By PETE WALTON
Neptune City is facing two lawsuits over plans for the sale of legal marijuana in the borough.
A suit filed by two Steiner Avenue residents says the Borough Council’s retail cannabis ordinance was “arbitrarily, capriciously, improperly and illegitimately adopted.”
A separate legal action by a company seeking one of two proposed licenses to sell marijuana says the borough’s process for awarding resolutions of support to two other companies “was biased and subjective and, as a result, arbitrary, capricious, and unreasonable.”
Filing of the suits prompted Neptune City’s municipal attorney to advise Mayor Andrew C. Wardell and the six-member council not to respond to comments and questions posed by citizens at the most recent meeting of the governing body.
Attorney Eugene P. O’Connell and Melida Rodas, are asking state Superior Court Judge Lisa P. Thornton, sitting in Freehold, to declare two ordinances and two resolutions unanimously approved by the bipartisan council “invalid, void and contrary to law.”
O’Connell and Rodas say the adoption of the four measures was “accomplished without regard for the general welfare of the Borough of Neptune City and its property owners, does not advance the health, safety and welfare of the borough’s residents and property owners, is not in the best interest of good zoning and planning, is inconsistent with the borough’s master plan, and was adopted contrary to law as a violation of plaintiffs’ constitutional due process.”
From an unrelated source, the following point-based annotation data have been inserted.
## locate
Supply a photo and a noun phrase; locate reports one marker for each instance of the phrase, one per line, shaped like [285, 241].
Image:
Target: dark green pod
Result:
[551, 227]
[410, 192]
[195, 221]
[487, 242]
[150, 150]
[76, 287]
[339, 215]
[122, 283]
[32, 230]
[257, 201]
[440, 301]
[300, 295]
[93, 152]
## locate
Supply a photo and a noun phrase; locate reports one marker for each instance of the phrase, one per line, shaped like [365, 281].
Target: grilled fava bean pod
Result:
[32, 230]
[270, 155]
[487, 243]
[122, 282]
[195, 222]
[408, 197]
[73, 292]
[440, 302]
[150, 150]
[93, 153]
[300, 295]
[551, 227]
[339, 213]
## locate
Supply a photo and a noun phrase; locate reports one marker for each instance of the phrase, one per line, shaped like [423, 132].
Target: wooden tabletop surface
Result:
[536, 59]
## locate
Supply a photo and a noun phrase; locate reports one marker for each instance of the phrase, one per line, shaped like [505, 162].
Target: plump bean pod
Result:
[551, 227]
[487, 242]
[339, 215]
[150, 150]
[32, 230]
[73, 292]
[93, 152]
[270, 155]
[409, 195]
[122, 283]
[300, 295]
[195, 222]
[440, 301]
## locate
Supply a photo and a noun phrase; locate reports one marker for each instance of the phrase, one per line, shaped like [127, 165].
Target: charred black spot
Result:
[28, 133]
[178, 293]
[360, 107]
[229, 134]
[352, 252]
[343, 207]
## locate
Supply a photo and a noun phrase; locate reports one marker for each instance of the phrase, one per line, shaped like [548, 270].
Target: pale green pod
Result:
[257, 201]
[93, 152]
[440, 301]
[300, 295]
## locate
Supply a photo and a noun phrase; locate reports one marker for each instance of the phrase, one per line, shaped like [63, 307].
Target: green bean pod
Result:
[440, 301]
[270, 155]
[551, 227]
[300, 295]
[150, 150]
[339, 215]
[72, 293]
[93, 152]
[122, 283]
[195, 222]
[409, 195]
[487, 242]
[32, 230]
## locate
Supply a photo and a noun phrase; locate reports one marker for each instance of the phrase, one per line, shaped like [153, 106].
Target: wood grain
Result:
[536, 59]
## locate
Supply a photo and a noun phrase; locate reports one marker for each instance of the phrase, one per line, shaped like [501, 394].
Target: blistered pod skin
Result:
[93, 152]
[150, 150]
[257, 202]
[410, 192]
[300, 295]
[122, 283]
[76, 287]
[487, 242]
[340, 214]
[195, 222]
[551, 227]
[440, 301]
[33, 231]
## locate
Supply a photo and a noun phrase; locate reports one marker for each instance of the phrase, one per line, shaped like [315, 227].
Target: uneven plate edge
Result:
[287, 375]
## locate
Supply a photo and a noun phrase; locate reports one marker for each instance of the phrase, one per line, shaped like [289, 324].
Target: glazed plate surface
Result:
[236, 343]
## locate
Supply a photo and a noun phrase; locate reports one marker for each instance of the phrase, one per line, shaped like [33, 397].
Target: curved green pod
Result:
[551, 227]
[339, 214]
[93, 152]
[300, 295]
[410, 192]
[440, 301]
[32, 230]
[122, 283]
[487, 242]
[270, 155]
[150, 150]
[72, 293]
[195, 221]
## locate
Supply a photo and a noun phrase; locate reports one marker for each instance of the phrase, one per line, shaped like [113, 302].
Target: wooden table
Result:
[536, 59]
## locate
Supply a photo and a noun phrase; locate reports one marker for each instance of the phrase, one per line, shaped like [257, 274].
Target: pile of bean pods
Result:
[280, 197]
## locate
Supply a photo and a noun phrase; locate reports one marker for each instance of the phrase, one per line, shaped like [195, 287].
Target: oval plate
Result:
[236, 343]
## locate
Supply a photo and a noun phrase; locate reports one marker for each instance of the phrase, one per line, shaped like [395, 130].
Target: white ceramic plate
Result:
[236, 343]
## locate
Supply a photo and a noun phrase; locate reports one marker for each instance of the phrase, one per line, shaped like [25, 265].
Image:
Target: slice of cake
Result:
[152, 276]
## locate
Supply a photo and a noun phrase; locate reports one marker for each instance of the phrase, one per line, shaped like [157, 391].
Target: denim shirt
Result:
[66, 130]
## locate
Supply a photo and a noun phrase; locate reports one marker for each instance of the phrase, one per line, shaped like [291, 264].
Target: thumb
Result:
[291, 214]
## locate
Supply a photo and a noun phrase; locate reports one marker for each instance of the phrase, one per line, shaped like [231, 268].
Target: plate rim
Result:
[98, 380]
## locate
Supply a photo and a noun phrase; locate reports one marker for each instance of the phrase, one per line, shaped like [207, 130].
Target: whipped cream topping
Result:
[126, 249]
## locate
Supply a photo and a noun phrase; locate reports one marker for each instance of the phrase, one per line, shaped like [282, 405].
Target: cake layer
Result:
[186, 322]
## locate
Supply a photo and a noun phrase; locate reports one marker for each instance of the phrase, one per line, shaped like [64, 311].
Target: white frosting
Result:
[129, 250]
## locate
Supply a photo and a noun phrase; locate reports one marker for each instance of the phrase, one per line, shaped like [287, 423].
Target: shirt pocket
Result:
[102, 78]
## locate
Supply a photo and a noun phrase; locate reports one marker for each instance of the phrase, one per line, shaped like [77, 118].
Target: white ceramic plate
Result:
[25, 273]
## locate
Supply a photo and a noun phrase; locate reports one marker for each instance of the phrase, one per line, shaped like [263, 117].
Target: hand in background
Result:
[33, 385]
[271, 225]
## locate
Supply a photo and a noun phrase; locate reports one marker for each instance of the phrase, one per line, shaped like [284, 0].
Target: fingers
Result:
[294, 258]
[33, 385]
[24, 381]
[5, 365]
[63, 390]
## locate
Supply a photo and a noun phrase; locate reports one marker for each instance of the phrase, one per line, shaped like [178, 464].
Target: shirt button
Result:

The complaint takes aim at the council’s resolutions of support for two companies seeking to sell marijuana in the borough.
“The cannabis retailers the defendants support are located adjacent to each other and adjacent to the residential zone in the Borough of Neptune City,” the suit alleges. “The driveway[s] for ingress and egress for both establishments are located on Steiner Avenue, a residential zone.”
The two properties being considered have addresses on West Sylvania Avenue.
The proximity of the proposed retail sites to each other and to a residential area is also addressed in the separate action filed by The Cannabis Shoppe LLC, which is now pending before state Superior Court Judge David F. Bauman, also sitting in Freehold.
Attorneys for The Cannabis Shoppe (TCS) say the company was not given a chance to make a presentation to the committee which the borough established to review applications for the two marijuana retail licenses.
According to the suit, “the location proposed by TCS was superior in every respect” to the sites proposed by the two applicants who received resolutions of support from the council, Shipwreck’d LLC and Ivy Hall New Jersey LLC. The two firms told the council they were considering locations at 23 and 35 W. Sylvania Ave., respectively. At those addresses, West Sylvania Avenue is also New Jersey Route 35.
“TCS’s proposed location was a standalone building with off-street parking that would not exacerbate the traffic situation on Route 35,” the company’s suit says. “In addition, TCS’s proposed location is next to a bus lot, and not immediately adjacent to residential homes.”
The site being considered by TCS is believed to be the former ice cream parlor building on the northeast corner of Route 35 and Third Avenue.
The TCS suit asks Judge Bauman to stop the borough from “proceeding with [the] permitting process at the municipal level for Class 5 cannabis retailer licenses.”
TCS also wants the court to stop Shipwreck’d and Ivy Hall “from relying upon the resolution[s] of support” approved by the council.